Yen Rallies Against Euro On Swine Flu Concerns

The yen, regarded as a refuge currency, hit a six-week high against the euro after the World Health Organization affirmed that the swine flu is spread and cannot be contained.
The yen had sharply increased since the announcement that the swine flu may become a pandemic health issue, reflecting also in a terrible Monday for the stock markets. In the United States, not only the pig flu raised market fears, but the Wall Street Journal affirmed that different American banks were told by regulators that they are lacking funds. In Asia, the swine flu concerns made emergent-markets high-yielding currencies such as the Malaysian ringgit and the South Korean won to lose value, as investors tend to avoid risk in situations of unknown ending. The euro continued to weaken against the yen, a trend that started in the beginning of April, due to multiple socioeconomic speculations and data.
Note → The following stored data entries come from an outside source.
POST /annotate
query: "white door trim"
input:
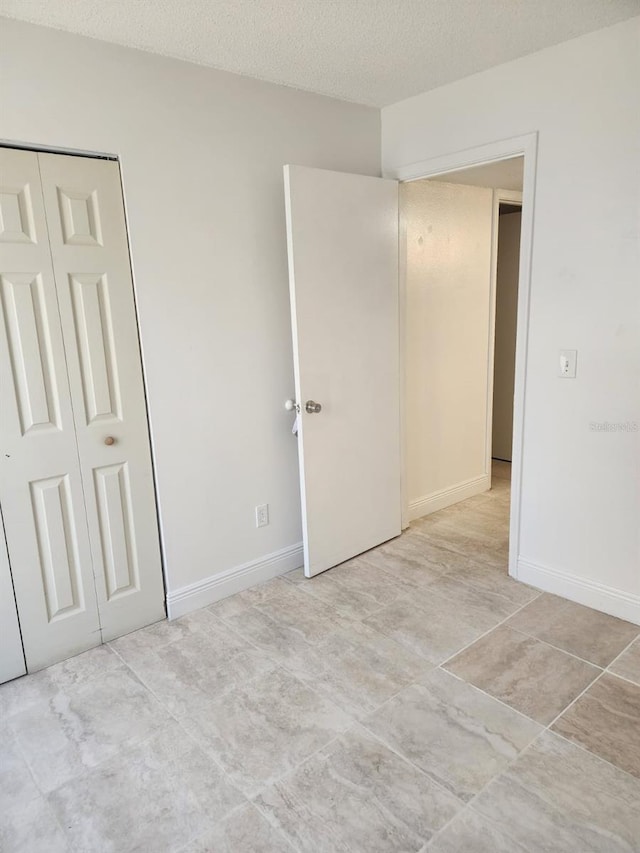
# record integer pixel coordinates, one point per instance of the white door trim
(504, 149)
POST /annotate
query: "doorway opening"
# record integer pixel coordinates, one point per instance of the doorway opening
(461, 250)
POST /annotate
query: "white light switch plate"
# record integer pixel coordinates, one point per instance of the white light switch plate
(567, 359)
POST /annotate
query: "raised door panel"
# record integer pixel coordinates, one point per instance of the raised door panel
(342, 233)
(40, 484)
(85, 214)
(12, 662)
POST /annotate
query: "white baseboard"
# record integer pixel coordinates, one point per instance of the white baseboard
(216, 587)
(605, 598)
(447, 497)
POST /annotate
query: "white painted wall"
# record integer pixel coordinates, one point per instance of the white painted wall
(581, 488)
(448, 310)
(504, 361)
(202, 154)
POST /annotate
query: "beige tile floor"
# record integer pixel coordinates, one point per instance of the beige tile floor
(414, 699)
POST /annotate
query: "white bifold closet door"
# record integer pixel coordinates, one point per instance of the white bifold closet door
(77, 489)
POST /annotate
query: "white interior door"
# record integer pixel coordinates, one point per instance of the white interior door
(11, 653)
(40, 484)
(342, 233)
(89, 246)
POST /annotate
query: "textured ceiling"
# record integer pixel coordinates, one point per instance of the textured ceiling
(371, 51)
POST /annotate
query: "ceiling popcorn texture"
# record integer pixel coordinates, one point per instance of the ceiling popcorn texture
(373, 52)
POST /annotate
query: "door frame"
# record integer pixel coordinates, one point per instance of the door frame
(504, 149)
(41, 148)
(499, 196)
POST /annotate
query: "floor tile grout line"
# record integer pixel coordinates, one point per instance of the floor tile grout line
(411, 763)
(574, 700)
(622, 677)
(557, 648)
(626, 648)
(486, 633)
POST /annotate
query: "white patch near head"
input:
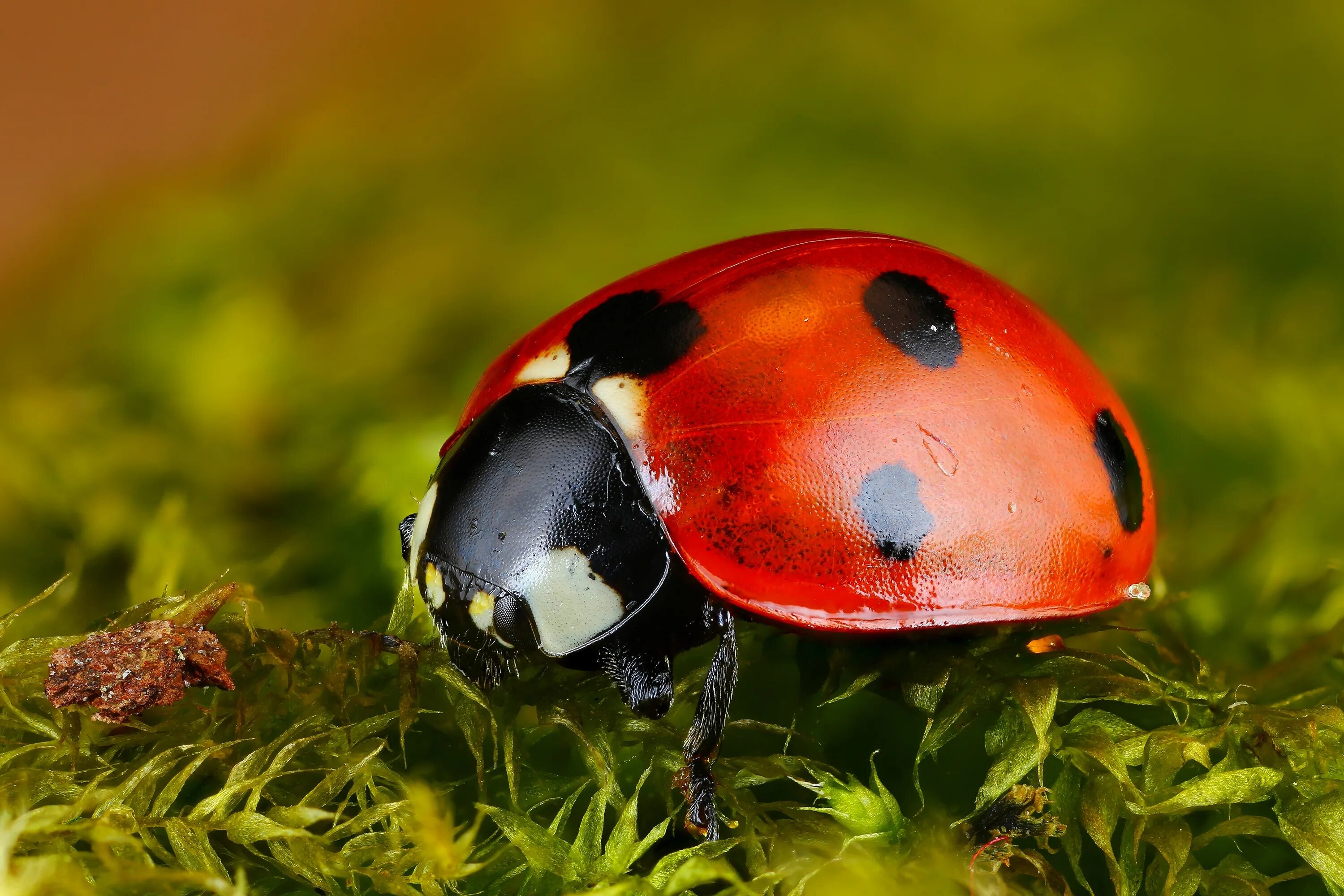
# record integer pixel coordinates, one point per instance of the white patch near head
(624, 401)
(482, 609)
(551, 365)
(421, 527)
(435, 586)
(570, 603)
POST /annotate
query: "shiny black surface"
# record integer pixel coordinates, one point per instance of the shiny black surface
(542, 469)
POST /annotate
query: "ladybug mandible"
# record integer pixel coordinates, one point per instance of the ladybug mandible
(831, 431)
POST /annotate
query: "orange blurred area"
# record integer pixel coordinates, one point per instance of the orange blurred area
(95, 97)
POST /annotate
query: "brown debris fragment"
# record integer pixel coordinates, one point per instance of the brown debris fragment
(1018, 813)
(123, 673)
(1047, 644)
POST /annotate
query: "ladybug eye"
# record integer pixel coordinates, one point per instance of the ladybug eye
(514, 622)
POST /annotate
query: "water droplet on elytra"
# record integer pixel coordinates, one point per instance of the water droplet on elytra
(941, 453)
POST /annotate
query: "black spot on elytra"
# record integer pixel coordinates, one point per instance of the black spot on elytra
(1127, 481)
(632, 334)
(914, 318)
(890, 504)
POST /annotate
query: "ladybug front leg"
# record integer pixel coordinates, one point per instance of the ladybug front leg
(711, 714)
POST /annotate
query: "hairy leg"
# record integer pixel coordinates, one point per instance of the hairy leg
(643, 677)
(711, 714)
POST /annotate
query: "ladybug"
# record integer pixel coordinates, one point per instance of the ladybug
(830, 431)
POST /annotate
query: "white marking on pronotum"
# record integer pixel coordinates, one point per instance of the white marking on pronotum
(421, 527)
(482, 609)
(570, 603)
(551, 365)
(435, 586)
(625, 402)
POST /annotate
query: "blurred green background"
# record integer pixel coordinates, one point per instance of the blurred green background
(248, 365)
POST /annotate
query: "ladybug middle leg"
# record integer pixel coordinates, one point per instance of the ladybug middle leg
(711, 714)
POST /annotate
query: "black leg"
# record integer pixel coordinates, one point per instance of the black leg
(643, 677)
(711, 714)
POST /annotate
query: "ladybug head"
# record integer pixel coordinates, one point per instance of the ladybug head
(534, 532)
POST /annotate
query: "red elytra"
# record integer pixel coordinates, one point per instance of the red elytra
(756, 445)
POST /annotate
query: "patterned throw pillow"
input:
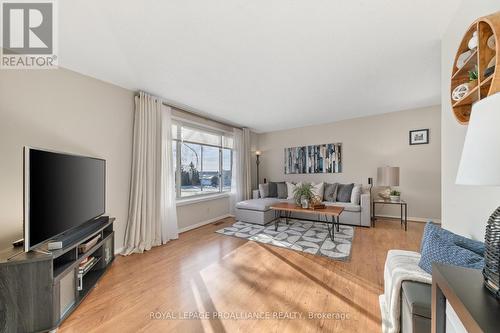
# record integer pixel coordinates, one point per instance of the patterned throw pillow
(290, 187)
(273, 189)
(467, 243)
(356, 194)
(282, 190)
(330, 192)
(264, 190)
(318, 190)
(440, 250)
(344, 192)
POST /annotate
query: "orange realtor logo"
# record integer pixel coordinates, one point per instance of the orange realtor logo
(28, 34)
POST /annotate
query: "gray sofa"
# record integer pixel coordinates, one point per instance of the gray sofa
(258, 211)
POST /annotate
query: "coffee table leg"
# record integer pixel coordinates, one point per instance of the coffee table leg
(277, 216)
(331, 229)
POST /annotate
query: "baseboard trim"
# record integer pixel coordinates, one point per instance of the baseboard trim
(412, 219)
(201, 224)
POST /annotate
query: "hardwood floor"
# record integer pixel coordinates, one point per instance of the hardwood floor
(207, 272)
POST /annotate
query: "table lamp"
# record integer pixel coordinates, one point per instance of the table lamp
(480, 165)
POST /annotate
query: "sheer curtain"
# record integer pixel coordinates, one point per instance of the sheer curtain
(241, 176)
(152, 217)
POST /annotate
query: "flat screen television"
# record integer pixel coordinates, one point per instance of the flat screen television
(61, 193)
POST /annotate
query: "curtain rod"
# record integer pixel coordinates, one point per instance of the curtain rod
(200, 116)
(172, 104)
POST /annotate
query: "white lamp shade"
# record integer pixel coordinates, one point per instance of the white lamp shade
(480, 162)
(388, 176)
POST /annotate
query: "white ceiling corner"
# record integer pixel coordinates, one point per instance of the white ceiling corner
(267, 65)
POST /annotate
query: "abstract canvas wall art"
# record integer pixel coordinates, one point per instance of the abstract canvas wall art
(326, 158)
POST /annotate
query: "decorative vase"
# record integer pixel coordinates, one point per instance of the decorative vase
(304, 202)
(472, 44)
(395, 198)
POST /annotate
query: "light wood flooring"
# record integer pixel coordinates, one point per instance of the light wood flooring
(204, 272)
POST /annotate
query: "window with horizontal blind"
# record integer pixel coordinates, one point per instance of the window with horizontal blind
(203, 159)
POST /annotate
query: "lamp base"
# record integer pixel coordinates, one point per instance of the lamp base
(491, 271)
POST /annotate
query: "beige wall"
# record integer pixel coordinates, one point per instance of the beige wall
(465, 208)
(65, 111)
(368, 143)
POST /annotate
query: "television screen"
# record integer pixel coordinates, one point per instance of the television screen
(62, 192)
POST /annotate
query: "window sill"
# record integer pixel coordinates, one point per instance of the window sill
(201, 198)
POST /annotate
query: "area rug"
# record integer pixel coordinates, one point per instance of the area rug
(304, 236)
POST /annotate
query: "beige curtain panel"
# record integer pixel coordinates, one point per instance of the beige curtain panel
(152, 217)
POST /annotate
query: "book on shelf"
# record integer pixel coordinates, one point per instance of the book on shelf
(86, 264)
(82, 248)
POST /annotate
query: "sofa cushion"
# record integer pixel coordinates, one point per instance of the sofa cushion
(262, 204)
(356, 194)
(330, 192)
(418, 297)
(282, 190)
(344, 192)
(439, 250)
(348, 206)
(264, 190)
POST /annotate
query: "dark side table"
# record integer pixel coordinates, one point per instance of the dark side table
(403, 205)
(463, 288)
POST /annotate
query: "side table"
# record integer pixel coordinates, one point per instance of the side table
(403, 205)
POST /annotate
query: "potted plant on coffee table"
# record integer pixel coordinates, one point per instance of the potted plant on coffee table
(395, 196)
(303, 194)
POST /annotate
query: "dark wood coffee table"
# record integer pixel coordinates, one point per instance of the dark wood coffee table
(332, 212)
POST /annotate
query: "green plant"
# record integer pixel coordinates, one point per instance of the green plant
(473, 74)
(303, 191)
(396, 193)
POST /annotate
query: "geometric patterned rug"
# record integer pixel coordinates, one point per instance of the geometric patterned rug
(298, 235)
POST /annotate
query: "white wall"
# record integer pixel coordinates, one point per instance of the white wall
(465, 208)
(368, 143)
(65, 111)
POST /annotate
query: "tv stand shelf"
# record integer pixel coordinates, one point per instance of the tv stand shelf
(43, 287)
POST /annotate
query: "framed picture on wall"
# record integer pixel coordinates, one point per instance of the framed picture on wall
(419, 137)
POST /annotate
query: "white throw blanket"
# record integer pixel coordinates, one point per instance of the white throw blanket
(399, 266)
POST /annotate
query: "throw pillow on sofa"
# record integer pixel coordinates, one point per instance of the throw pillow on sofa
(318, 189)
(344, 192)
(467, 243)
(290, 188)
(356, 194)
(330, 192)
(282, 190)
(440, 250)
(273, 189)
(264, 190)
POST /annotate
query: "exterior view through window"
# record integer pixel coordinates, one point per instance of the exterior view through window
(203, 160)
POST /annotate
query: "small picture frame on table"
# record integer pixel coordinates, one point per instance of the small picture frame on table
(419, 137)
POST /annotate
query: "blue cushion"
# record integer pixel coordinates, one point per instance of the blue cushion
(441, 250)
(469, 244)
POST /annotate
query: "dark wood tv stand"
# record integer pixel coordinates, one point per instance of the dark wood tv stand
(39, 289)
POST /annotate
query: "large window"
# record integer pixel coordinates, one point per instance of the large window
(203, 160)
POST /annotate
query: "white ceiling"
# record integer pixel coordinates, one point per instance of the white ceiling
(265, 64)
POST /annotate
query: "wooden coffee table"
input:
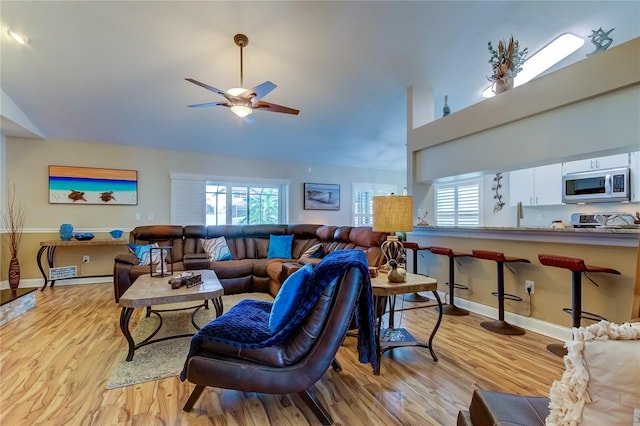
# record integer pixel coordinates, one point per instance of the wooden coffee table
(384, 292)
(147, 291)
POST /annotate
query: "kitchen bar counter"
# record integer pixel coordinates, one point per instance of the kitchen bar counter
(620, 237)
(541, 311)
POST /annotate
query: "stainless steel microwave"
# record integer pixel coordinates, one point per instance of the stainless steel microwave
(597, 186)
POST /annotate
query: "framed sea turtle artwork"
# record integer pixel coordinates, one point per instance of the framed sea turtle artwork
(89, 185)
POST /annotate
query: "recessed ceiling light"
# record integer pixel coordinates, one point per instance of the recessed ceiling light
(17, 37)
(544, 59)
The swine flu caused a phenomena amid investors, making them to escape riskier positions in emergent-markets and to prefer safer refuges such as those provided by the green back and the yen. Speculators’ opinions are rather similar, forecasting losses in the stock markets until the swine flu effects for the global society can be accurately predicted, and the yen, a conservative investment in times of uncertainty will be likely to continue its rally during the next few days.
The EUR/JPY traded at 124.92 from 126.95 while the NZD/JPY in the intraday comparison fell from 54.57 to 53.36.